Qualifications
Responsibilities:Innovatively source new audio data and integrate it into our ingestion pipeline. Manage and enhance our cloud infrastructure on GCP, utilizing Terraform for deployment. Work closely with our AI scientists to optimize the cost, throughput, and quality of our data, enabling the development of our next-generation models. Collaborate with the AI Team and Speechify leadership to shape the dataset roadmap that will drive our upcoming consumer and enterprise products. Ideal Candidate Requirements:BS/MS/PhD in Computer Science or a related discipline. A minimum of 5 years of professional experience in software development. Strong proficiency in bash/Python scripting within Linux environments. Expertise in Docker and Infrastructure-as-Code, with practical experience using a major cloud provider (GCP preferred). Familiarity with web crawlers and large-scale data processing workflows is advantageous. Able to manage multiple tasks and adapt to evolving priorities. Excellent communication skills, both verbal and written.
About the job
Speechify builds technology that removes barriers to learning. Over 50 million people use our text-to-speech tools to turn PDFs, books, Google Docs, news articles, and websites into audio. Our products span iOS, Android, Mac, a Chrome Extension, and a Web App. Recognition includes Chrome Extension of the Year from Google and the 2025 Design Award for Inclusivity from Apple.

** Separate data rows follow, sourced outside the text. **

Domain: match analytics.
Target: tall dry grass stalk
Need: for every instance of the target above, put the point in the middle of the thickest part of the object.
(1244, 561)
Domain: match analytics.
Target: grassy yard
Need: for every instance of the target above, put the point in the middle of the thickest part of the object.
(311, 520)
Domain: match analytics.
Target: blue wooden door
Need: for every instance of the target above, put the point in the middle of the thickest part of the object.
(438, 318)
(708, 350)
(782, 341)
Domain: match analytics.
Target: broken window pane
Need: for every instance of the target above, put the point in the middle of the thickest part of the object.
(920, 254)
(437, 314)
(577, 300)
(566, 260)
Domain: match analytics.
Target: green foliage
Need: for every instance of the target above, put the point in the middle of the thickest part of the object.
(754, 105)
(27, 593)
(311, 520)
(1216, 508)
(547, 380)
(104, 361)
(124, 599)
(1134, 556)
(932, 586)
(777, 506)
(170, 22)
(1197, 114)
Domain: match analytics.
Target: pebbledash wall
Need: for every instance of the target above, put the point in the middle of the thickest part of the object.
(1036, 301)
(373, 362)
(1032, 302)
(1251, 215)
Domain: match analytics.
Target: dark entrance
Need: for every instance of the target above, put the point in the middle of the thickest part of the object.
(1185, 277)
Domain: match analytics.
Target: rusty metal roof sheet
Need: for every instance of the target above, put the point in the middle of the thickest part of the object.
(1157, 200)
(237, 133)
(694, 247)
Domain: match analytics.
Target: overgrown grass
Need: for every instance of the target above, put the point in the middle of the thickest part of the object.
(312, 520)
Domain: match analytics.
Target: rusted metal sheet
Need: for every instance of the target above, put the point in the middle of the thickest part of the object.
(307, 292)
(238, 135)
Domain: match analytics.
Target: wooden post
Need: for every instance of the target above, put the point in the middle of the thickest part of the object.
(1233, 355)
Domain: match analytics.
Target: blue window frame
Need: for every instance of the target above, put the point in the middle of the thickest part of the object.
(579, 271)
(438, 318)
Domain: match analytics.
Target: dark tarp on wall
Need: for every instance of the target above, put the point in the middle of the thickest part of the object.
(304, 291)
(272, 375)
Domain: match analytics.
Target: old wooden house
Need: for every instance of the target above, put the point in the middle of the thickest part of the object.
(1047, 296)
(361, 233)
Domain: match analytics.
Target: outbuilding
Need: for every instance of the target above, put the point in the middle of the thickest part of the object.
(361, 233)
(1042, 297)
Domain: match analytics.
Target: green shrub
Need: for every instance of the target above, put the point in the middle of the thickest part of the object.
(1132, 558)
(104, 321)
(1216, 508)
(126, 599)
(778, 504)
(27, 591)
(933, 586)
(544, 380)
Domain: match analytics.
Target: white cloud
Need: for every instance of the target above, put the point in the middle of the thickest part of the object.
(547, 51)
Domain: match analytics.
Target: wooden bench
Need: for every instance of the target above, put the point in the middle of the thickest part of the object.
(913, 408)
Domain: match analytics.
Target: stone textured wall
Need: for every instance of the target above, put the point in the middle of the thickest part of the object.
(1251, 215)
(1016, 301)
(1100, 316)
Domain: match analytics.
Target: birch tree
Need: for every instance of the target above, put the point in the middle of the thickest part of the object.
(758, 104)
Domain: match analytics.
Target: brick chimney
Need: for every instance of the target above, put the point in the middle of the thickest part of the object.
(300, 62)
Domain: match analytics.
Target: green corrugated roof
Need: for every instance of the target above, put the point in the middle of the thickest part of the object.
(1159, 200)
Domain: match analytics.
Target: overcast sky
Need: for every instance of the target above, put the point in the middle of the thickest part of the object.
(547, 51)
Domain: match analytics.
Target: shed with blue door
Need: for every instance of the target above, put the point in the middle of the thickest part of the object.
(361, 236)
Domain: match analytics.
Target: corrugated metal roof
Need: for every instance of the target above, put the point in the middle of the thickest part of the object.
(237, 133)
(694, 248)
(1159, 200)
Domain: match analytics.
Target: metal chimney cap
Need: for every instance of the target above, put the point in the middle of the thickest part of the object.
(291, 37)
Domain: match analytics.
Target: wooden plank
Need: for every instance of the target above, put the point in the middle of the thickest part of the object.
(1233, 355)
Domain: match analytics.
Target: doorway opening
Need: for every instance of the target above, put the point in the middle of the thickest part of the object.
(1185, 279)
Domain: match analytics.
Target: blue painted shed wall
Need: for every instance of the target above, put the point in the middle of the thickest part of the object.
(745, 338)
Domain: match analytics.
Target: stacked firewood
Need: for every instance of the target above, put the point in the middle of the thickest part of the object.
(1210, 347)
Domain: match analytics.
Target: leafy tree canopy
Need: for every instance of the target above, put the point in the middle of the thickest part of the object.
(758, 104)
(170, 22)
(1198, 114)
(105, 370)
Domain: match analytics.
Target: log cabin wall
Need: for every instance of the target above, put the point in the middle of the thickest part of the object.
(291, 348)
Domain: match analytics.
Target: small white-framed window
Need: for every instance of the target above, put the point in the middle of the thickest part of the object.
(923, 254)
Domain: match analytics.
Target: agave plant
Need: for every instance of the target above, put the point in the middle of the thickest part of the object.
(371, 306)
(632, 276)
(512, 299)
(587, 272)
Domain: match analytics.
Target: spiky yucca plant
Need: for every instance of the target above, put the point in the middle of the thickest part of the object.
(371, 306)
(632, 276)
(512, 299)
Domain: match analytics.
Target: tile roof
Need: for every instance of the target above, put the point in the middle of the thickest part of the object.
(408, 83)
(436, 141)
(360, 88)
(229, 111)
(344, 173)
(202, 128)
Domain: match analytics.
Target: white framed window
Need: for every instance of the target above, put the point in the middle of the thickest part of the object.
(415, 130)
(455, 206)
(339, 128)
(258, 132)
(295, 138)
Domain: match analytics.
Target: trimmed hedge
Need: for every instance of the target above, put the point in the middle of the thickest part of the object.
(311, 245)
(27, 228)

Our fully remote team numbers nearly 200, including frontend and backend engineers, AI research scientists, and professionals from companies like Amazon, Microsoft, and Google. Many hold advanced degrees from top programs such as Stanford.
Role overview
Speechify is hiring a Software Engineer for the AI Data team. This position focuses on the entire data collection pipeline that supports model training. The work combines infrastructure, engineering, and research to build large-scale, high-quality datasets efficiently and cost-effectively.
Location
Berlin, Germany
About Speechify
Speechify is dedicated to transforming the way people interact with text. By providing tools that allow users to listen to written content, we foster a more inclusive learning environment. Our innovative technology has garnered recognition and a loyal user base, making us a leader in the text-to-speech industry.